It's no secret that the Kentucky legislature was none too keen on granting tolling authority as a means of financing the Ohio River Bridges Project. In fact, the legislature's adjournment without action on the toll bill (H.R. 102) certainly delayed the tolling authority, if not killing it.
This delay could allow time for General Tyler Allen's guerilla forces to build more support for the 8664 plan and, with luck, kill the two-bridge plan.
It is now possible to reveal the nexus of the killing of H.R. 102 and the New Albany City Council.
While I have not been a very active or vocal opponent of the Ohio River Bridges Project I do, in fact, oppose the plan and support in its stead the 8664 concept. I was especially pleased to contribute to the delay and possible death of the tolling authority through the Council's action at the last meeting.
For those not familiar, the Council, through a tie vote, killed the most recent incarnation of the so-called Freddy Krueger development, across Chalestown Road from Kroger's, named after the psycho-who-will-not-die from the seemingly endless "Friday the 13th" movie series. This development shares some of Krueger's DNA and shows the family resemblance through endless looping of appearances before one body or another in city government. This time it appeared as a means of delivering unto the populace of New Albany's neglected east side neighborhoods, a new Wendy's to replace the old Wendy's in the tony mid-range of Charlestown Road, across from the vibrant Colonial Manor Shopping Center. Tour buses have been causing traffic problems as out-of-town shoppers crowd the Colonial Manor's many upscale shops and restaurants. This was but one reason the plan was seen as a cinch for passage.
Timing was critical in the passage of this plan and its coincidence with the Kentucky legislature's passage of H.R.102. Both things had to happen for the deal to go down. And both were ultimately undercut by another fast food giant trumping highly creative capitalism with simply creative capitalism.
Yet again my effectiveness as a blogger is diminished by my mid-century technical limitations. I tried to post a link to the story which would have shown the simply creative capitalism in action, but the telltale blue letters of an active link eluded me. So, I'll just have to recount the fact that Kentucky Fried Chicken, now in sanitized form known as KFC, is fixing potholes in Louisville. Its consideration for this altruism is the opportunity to paint a stencil on city streets,with the words "Re-freshed by KFC". Google "KFC potholes", see what you get.
This master stroke was sniffed out during the debate on the tolling authority to fund the two-bridge project. Its imminent rollout left the highly creative toll plan looking like tired me-tooism.
It is a given that no one likes to pay tolls. It is a further given that times are tight and tolling will be required to make the Bridges project a reality. That distaste, and the $4.2 billion dollar price tag for the Ohio River Bridges Project led Wendy's International to come forward with a most creative solution to the bridge dilemma.
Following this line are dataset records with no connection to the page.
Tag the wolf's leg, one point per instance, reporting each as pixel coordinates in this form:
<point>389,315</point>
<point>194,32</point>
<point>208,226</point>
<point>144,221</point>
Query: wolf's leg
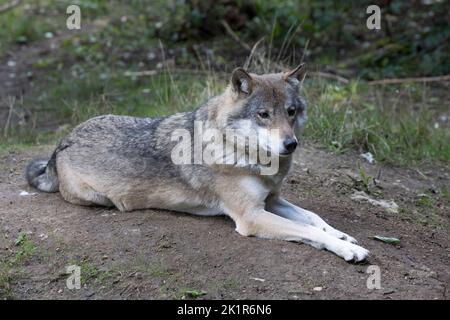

Wendy's International offered to pay the entire $4.2 billion for the Two-Bridge plan under the condition that they could set up reverse toll booths in the Northbound and Southbound lanes of I-65.
These reverse toll booths would have the requisite signage directing motorists to "STOP and PAY TOLL". The marketing gurus felt that motorists would be ecstatic when, instead of collecting tolls, the tollbooth attendant would hand out coupons for local Wendy's restaurants. Relieved of the obligation to pay tolls, motorists it was believed, would be motivated to drive directly to the nearest Wendy's out of gratitude if not hunger.
This plan was dealt a serious blow as the new Wendy's on Charlestown Road was iced. It is common knowledge that no one will drive the extra mile and a half to go to the existing Wendy's. Robbed of this most integral post on the Metro area's northern boundary (some saw it as the jewel in the crown) Wendy's International's plans collapsed and it ceded the innovative marketing turf to the Colonel.
So until Freddy brings forth another plan... The people of Lafayette Drive can breathe easier, but they'll have to travel farther for that great Wendy's taste.